Dossier « Vie consacrée, à quoi bon ? »
A quoi bon s’installer délibérément dans un quartier défavorisé de Toulouse alors que tous rêvent d’en partir ? A quoi bon risquer le rejet, plongé au cœur de l’inconfortable différence, parfois même de l’adversité ? Sœur Anne nous accueille avec le sourire pour répondre à cette question aux allures de défi… A quoi bon tout ça ?
Éduquée dans une famille catholique, sœur Anne prend assez tôt le large avec la pratique religieuse. Elle en garde cependant un sens du don de soi et une sensibilité à l’injustice qui la poussent à s’engager dans une mission de volontariat permanent au sein du mouvement interconfessionnel d’ATD Quart Monde. Elle désirait vivre et partager la vie des pauvres : « Ils vivaient dans des conditions difficiles et moi j’étais privilégiée. Ce décalage était insupportable pour moi. » Envoyée pour trois ans dans une cité à Créteil, elle rencontre des chrétiens… leur foi la touche. Après deux ans de mission, le jour de Noël, elle « rencontre » le Christ et retrouve peu à peu le chemin de la prière. Un soir, alors qu’elle se sent triste et seule, elle se met à prier : « Seigneur, qu’attends-tu de moi ? ». Puis elle ressent fortement la présence de Jésus, accompagnée d’une grande paix et d’une réponse qui s’impose alors comme évidente : « C’est moi qui vais te combler le cœur ». Ce même jour, elle lit dans l’Évangile : « Nul n’aura quitté, à cause de moi et de l’Évangile, une maison, des frères, des sœurs, une mère, un père, des enfants ou une terre sans qu’il reçoive, en ce temps déjà, le centuple… » et réalise qu’elle a certes tout quitté, mais pas pour Dieu. Et qu’elle ne lâche pas le désir de se marier.
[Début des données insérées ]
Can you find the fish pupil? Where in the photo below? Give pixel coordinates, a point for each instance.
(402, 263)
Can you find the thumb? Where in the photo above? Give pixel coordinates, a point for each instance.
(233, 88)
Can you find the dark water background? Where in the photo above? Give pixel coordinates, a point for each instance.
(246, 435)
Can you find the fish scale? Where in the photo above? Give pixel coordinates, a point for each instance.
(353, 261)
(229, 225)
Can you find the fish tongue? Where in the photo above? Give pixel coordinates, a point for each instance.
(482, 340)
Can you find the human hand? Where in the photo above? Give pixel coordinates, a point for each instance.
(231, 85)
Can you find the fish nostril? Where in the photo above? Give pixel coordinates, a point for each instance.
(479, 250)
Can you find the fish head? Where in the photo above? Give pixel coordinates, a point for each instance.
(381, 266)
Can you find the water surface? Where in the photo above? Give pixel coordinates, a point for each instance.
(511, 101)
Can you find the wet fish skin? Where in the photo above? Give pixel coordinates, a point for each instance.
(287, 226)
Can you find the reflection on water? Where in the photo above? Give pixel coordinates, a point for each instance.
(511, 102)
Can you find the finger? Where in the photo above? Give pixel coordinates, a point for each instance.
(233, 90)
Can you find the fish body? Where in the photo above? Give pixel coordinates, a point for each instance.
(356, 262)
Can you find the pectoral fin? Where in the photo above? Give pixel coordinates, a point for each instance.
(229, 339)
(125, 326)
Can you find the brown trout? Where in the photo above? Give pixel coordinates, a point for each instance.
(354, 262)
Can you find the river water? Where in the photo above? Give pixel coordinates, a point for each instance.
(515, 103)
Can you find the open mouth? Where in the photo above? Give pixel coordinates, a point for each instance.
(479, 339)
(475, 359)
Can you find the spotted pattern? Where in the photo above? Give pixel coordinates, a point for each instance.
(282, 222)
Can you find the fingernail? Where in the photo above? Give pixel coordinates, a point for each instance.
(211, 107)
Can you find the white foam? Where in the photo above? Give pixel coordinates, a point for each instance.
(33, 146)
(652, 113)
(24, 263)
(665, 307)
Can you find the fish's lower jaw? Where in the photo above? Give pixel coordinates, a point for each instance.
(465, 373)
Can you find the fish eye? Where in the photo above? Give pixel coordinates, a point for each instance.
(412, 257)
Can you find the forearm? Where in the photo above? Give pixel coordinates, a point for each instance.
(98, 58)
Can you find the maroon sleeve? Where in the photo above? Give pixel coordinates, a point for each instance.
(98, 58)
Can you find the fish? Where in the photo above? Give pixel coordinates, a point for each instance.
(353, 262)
Ce cheminement dure plusieurs années et peu à peu, l’idée de la vie consacrée s’installe en elle. Alors très attachée à ATD Quart Monde et à son approche unique de la pauvreté, elle évoque avec le père Joseph Wresinski, son fondateur, l’idée d’une consécration au sein du mouvement. En guise de réponse elle entend : « Ça fait 25 ans que j’en rêve ! ». Elle rencontre alors Sœur Suzanne, religieuse de l’Assomption et volontaire au sein d’ATD. Ça ne sera que deux ans plus tard que les deux femmes recevront l’autorisation de fonder une communauté. Ainsi est née Bonne Nouvelle Quart Monde, à Toulouse, lieu de la première fondation, en 1986.
Quelle est cette approche si singulière de la pauvreté ? « Nous considérons ceux qui sont pauvres comme des hommes et des femmes qui ont un message à apporter au monde. En raison de leur expérience de vie différente, de leur expérience de la misère, Dieu se révèle à eux d’une manière spécifique. Ce message apporte à l’Église. Nous tenons à ce qu’ils aient leur place dans l’Église, qu’ils ne soient pas objets de charité mais sujets. »
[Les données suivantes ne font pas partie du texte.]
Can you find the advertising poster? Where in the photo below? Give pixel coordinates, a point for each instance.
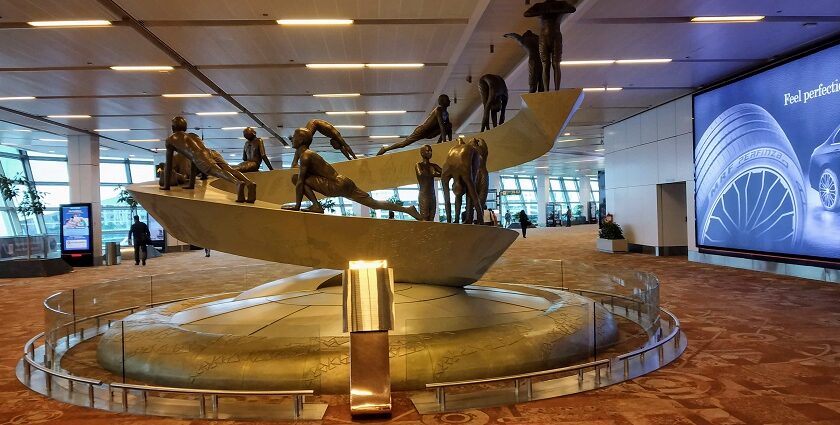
(75, 222)
(767, 160)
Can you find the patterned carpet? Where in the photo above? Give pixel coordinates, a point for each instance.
(763, 349)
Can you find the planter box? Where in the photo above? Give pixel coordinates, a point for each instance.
(612, 245)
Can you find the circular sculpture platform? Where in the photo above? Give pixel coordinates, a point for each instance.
(288, 334)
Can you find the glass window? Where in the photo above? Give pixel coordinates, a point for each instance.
(142, 172)
(112, 173)
(49, 171)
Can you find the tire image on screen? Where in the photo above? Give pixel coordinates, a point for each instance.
(750, 188)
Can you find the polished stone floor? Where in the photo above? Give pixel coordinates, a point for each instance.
(763, 349)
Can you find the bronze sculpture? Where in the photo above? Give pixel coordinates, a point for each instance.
(327, 129)
(494, 98)
(460, 167)
(530, 42)
(551, 40)
(316, 175)
(193, 149)
(426, 172)
(253, 153)
(436, 124)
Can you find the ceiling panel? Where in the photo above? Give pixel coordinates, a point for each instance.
(272, 9)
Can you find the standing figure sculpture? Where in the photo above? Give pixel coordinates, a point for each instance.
(253, 153)
(494, 98)
(327, 129)
(461, 165)
(192, 147)
(551, 40)
(426, 172)
(530, 42)
(436, 124)
(316, 175)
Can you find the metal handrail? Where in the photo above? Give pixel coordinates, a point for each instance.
(573, 368)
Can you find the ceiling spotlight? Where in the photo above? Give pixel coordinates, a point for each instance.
(726, 19)
(159, 68)
(65, 24)
(315, 21)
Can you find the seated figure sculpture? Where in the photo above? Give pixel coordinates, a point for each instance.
(325, 128)
(253, 153)
(494, 98)
(316, 175)
(192, 148)
(461, 166)
(426, 172)
(436, 124)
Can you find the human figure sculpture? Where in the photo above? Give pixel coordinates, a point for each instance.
(253, 153)
(327, 129)
(530, 42)
(426, 172)
(316, 175)
(436, 124)
(460, 168)
(192, 148)
(494, 98)
(551, 40)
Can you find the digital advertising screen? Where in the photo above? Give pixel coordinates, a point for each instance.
(75, 227)
(767, 160)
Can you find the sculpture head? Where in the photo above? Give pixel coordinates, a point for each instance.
(443, 100)
(301, 137)
(179, 123)
(426, 152)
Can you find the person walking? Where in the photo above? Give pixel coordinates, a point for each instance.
(524, 222)
(139, 232)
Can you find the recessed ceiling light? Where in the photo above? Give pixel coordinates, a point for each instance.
(87, 23)
(589, 62)
(142, 68)
(636, 61)
(315, 21)
(68, 116)
(725, 19)
(335, 65)
(395, 65)
(337, 95)
(187, 95)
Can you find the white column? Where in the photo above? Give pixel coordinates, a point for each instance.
(83, 168)
(542, 197)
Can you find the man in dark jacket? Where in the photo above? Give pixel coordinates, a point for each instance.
(141, 236)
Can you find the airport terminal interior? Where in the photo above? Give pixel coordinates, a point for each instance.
(420, 211)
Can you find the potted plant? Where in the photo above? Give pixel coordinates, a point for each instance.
(610, 236)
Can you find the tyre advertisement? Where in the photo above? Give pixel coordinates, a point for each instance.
(767, 160)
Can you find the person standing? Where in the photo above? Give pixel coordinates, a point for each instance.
(140, 234)
(524, 222)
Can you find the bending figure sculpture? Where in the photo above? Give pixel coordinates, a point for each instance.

Le Quart Monde… ce sont essentiellement des familles françaises qui n’arrivent pas à s’en sortir depuis plusieurs générations. Il ne s’agit pas des immigrés qui se retrouvent entre eux et ont souvent une communauté sur laquelle s’appuyer. Ce sont ceux qu’on ne voit pas dans les rues car ils sont isolés, ceux qu’il faut chercher parfois longtemps, en frappant aux portes, en étant attentifs… ce sont les plus pauvres parmi les pauvres. La mission de la communauté est alors de les rassembler. « Ensemble, ils voient qu’ils ne sont pas seuls, ils partagent entre eux leurs espoirs, s’écoutent et s’expriment… ». « On ne donne pas, on arrive les mains nues : nous sommes leurs voisins, nous avons la même vie qu’eux. » Ainsi mis en confiance, ils parlent d’emblée de leur rapport à la foi, de leurs blessures liées à l’Église. Souvent ils n’osent pas entrer dans les églises mais ont chez eux un coin-prière ou des images pieuses. « Nous montrons que Dieu les aime, que l’Église les aime et qu’ils sont comme tout le monde. On les regarde dans ce qu’ils apportent, dans leur richesse, et non ce qui leur manque. »
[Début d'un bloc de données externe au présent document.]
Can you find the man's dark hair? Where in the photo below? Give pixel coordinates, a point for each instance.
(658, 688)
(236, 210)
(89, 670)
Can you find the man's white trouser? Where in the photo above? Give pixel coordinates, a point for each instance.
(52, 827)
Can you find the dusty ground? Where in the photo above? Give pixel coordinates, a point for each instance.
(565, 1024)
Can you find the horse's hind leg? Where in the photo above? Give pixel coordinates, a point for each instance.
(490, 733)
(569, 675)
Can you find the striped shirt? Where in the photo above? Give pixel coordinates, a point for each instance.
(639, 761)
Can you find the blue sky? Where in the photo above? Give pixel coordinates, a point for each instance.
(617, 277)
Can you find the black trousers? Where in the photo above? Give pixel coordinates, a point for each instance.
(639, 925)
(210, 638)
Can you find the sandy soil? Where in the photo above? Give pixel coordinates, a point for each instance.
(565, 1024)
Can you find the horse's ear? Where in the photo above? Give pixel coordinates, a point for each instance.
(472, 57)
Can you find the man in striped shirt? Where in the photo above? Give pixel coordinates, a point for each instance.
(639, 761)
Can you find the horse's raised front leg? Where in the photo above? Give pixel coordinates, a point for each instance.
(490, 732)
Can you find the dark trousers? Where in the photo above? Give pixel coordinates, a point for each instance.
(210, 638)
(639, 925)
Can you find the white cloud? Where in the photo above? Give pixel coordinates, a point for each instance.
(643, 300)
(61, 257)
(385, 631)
Mais rien de tout cela ne serait possible sans la prière. Leur vie est rythmée par la messe, les offices et deux heures d’oraison quotidienne. « Être enracinées dans la prière, entièrement donnée à Dieu et aux pauvres, c’est notre vie complète. » Ainsi elles donnent souffle aux nombreux laïcs qui ont rejoint leur mission à travers l’association Bonne Nouvelle Quart Monde.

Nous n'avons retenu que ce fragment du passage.